The attention that his letter brought to the plight of Captain Dreyfus was met with worldwide condemnation. To be tried and convicted of treason because of his Jewish heritage was abominable. Anti-Semitism was not to be tolerated. While Dreyfus languished in prison with little hope for his future, Zola continued to put pressure to have him released. Eventually, Dreyfus was pardoned and returned home to his family. 

It did not end there, as we well know. Zola faced much criticism and hatred for speaking the truth. Jewish people today continue to be victimized by hatred and disinformation, as do many others. It is critical that people stand up to injustice wherever it rears its ugly head.  

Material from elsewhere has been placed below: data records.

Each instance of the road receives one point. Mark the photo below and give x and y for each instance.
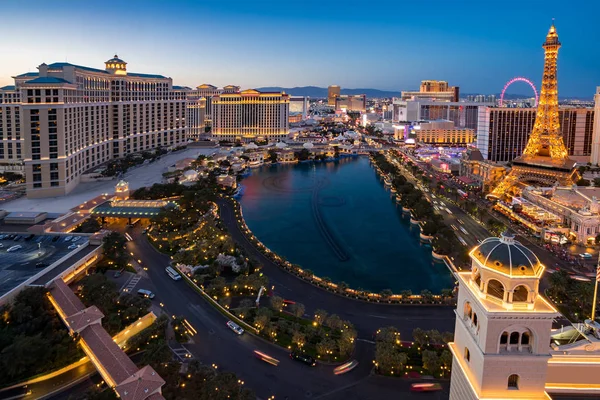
(366, 317)
(216, 343)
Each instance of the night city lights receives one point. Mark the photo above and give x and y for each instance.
(261, 200)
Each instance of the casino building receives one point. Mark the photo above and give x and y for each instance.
(505, 345)
(66, 119)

Written for middle-grade readers, the novel is focused on both men with powerful words and images that bring this famous story to new life and reminds readers that they do have a voice, and can stand up to those who spread hatred and lies. It takes courage; ultimately, it is worth it. 

Valuable and compelling. 

Saturday, January 21, 2023

Bedtime for Bo, written by Kjersti Annesdatter Skomsvold and illustrated by Mari Kanstad Johnsen. Translated from Norwegian by Kari Dickson. Enchanted Lion Books. 2022. $29.95 ages 3 and up


"Mommy laughs. 
"It's bedtime, Bo."

Bo stands on one leg.
"I'm already asleep!"

"What do you mean?" asks Mommy. 

"I'm a parrot," says Bo."

As bedtime approaches, Bo is full of energy. His mother is calm, letting him know that bedtime has arrived. Bo likes what he's doing. He likes 'tumblesaulting', and singing, and playing with his many toys and stuffed animals. Not wanting to go to bed, he begins with reasons for not complying. First, he's a parrot and his stance is the one parrots use to prove they are sleeping. His mother agrees that he is right about the way parrots sleep, and wonders if her parrot might like something to eat. Turns out he is ready for porridge and blueberries. 

Once done, they move upstairs to the bath, and the conversation between the two continues. Bo pretends to be one animal after another. Mom provides additional information relating to his choices. First the bath, then teeth cleaning. Mom continues to acknowledge how those various animals sleep.  Into the bedroom they go to put on his pajamas. He ends up under the bed with his canine companion. When he tires of that he does a headstand, pretending to be a bat. That doesn't last long; soon, he climbs into his bed and cuddles up. 

Bo's mom has patience to burn, and a willingness to accept her son's reluctance for bedtime. However, her ability to treasure his imaginative ways while also teaching him quietly and efficiently about animals and the world is a pleasure to watch. All the while, she is doing exactly what she needs to do to prepare Bo for a good night's sleep. Bravo! 

"Now you're a mob of meerkats,"
says Mommy. "You sleep all snuggled 
up, over and under each other. That's 
how you keep yourselves warm."

Bo rubs his eyes and yawns again. 
He feels so tired.
"

The illustrations are a wonder. Filled with bright colors and humor, Ms. Johnsen creates a child's world that is sure to please young listeners. Loose and busy with action, they definitely enhance the learning for how other creatures of the natural world get themselves ready for rest, and how Bo's mom uses all her skills to make bedtime a pleasurable experience for both.